The research lies at the intersection of phenomenology, philosophy of consciousness, and epistemology. It is concerned with the structure of subjective experience and the limits of self-inquiry into consciousness.
In that context, the central field of observation is direct experience — the process of experiencing itself. Post-Ego treats the state of presence as a special class of phenomena in which not only the quality of perception changes, but the very structure of the experience of “I.”
In Buddhism, Daoism, Zen, and related traditions, this state has been described through different terms: awareness (sati, mindfulness), awakening, samadhi, nonduality.
In contemporary culture, these terms are used across contexts ranging from religious and philosophical to popular-psychological and esoteric. As a result, their original meanings are gradually eroded and increasingly interpreted as mystical.
The problem is not the diversity of descriptions, but the fact that they exist in isolation even though they refer to the same class of phenomena linked to the experience of “I” — not as personality or image, but as that from which experience is perceived at all.
Empirical basis of the research
The material of the research is a corpus of more than 12,000 atomic observations recorded over more than twelve years of systematic phenomenological self-inquiry.
This material is compared with work in philosophy of consciousness, phenomenology, secular Buddhism, and a number of psychological and epistemological approaches, including the de-anthropocentric perspective. This makes it possible to consider the observed phenomena within the broader landscape of traditions that describe experience.
Practical relevance
The practical relevance of the research lies in the attempt to gather into one frame the scattered descriptions of consciousness, subjecthood, presence, and experience that are usually treated in isolation within different domains of knowledge.
This does not produce the state of presence by itself, but it makes the structure of that state more discernible and creates the conditions for moving from reactive existence to a more deliberate relation to one’s own perception, states, and actions. That, in turn, makes it possible to:
- restore subjecthood and the sense of authorship, in which a person begins to experience themselves as the source of action and decision, and what happens as arising from their own choice rather than as a reaction to circumstances;
- step outside the current personal map of perception, including the possibility of rebuilding that map itself, which makes possible a qualitative shift in how events are seen and allows reality to be approached from another assemblage point;
- understand the inner mechanics of one’s own processes and learn to work with them, seeing how states, thought, and action are formed, so that behavior can be shaped not through effort or motivation but through changing the states and processes from which action arises.
Research methods
- phenomenological method (describing and recording direct experience);
- epistemological analysis (separating direct experience from its interpretations);
- logical analysis (identifying consequences, limits, and the consistency of the ontological assumptions in use).
Model coherence criteria
- coherence — the internal consistency of the model;
- empirical testability — the correspondence between the model and observable experience;
- explanatory power — the ability to account for a wide range of observed phenomena through a small number of principles;
- parsimony — a preference for simpler explanations when explanatory power is equal.
Project boundaries
Post-Ego is not:
- a spiritual teaching;
- an esoteric system;
- a practice of “awakening” or “achieving states”;
- a method of salvation, development, or personality transformation.

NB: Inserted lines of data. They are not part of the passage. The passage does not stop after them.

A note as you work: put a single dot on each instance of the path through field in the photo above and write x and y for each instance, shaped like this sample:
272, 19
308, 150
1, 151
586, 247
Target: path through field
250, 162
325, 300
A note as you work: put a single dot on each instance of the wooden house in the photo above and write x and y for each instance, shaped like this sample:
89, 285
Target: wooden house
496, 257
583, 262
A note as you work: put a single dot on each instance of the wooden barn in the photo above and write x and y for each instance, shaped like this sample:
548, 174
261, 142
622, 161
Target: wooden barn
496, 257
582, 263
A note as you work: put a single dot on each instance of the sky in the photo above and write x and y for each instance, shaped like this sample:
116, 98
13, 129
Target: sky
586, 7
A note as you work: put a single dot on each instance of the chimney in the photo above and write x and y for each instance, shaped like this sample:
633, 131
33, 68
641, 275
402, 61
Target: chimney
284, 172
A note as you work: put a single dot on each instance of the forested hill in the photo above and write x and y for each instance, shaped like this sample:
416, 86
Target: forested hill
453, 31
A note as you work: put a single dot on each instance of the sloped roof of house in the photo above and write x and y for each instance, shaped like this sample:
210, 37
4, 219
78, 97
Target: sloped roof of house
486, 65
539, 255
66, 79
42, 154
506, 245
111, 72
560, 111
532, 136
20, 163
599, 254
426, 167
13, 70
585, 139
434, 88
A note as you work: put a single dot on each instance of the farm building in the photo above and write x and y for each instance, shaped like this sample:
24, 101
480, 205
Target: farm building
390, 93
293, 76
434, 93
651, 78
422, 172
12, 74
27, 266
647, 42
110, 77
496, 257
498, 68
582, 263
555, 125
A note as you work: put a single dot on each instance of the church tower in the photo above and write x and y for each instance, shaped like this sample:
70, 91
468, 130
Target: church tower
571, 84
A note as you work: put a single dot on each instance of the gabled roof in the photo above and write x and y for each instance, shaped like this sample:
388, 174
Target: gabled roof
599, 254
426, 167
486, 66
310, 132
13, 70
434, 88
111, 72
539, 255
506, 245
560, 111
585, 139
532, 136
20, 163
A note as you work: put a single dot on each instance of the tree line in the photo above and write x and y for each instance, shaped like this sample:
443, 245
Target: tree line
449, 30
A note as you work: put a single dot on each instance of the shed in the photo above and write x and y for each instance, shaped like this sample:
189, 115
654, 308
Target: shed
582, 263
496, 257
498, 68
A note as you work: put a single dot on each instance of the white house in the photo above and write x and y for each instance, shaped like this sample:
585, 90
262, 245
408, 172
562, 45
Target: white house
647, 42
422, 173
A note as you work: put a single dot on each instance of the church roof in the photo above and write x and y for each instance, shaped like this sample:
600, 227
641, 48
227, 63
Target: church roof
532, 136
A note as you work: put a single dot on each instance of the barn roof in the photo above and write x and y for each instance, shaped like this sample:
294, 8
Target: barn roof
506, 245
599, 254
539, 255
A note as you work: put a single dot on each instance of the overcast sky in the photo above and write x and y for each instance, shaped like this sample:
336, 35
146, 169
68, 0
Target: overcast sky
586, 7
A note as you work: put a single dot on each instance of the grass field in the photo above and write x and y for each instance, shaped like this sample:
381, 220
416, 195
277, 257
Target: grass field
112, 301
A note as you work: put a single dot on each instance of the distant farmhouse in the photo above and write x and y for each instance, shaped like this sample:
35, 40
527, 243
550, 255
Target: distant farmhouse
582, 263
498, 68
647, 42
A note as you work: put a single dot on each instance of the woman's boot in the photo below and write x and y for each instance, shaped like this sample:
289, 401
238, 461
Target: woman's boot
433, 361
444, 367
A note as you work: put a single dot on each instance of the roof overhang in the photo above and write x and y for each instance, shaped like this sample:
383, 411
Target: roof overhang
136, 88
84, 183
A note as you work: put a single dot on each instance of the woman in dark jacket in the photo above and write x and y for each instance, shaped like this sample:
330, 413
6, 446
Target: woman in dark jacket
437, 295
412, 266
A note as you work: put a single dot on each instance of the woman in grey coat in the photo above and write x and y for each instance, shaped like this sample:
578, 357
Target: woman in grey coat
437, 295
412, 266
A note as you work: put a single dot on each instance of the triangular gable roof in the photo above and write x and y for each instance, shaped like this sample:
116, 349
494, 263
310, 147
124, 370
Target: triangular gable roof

It does not offer belief, a path, or a doctrine.
The point of the research is not to prove its truth but to use it as a frame for action.
Boundary of thinking
As the research unfolds, a fundamental feature of self-inquiry into consciousness gradually becomes visible. The mind can analyze its own operations. Yet any attempt to understand itself completely inevitably leads to a recursive structure: observation begins to analyze observation itself.
At that point a fundamental limit becomes visible: the mind can describe experience, but it cannot replace experience with its description.
At this level, a distinction between two modes of experience becomes discernible.
Thinking — experience passes through the interpretation of the mind. What happens is described, explained, compared, and evaluated.
Direct experiencing — in this state attention is directed not toward explaining experience, but toward the experience that is taking place.
Any thinking is possible only within experience, whereas experience is possible without thinking. What is directly available is only the experience that is taking place.
Once that boundary becomes visible, the result of the research begins to look paradoxical: instead of a new system of knowledge, it reveals what has always been directly available — the experience of what is happening.
This research pushes thinking to its limit. Beyond that point, thinking ceases to be necessary — like the “ladder” Ludwig Wittgenstein described: one climbs it only to throw it away.
Critical remark
No study of ontology grants — or can grant — the state of presence.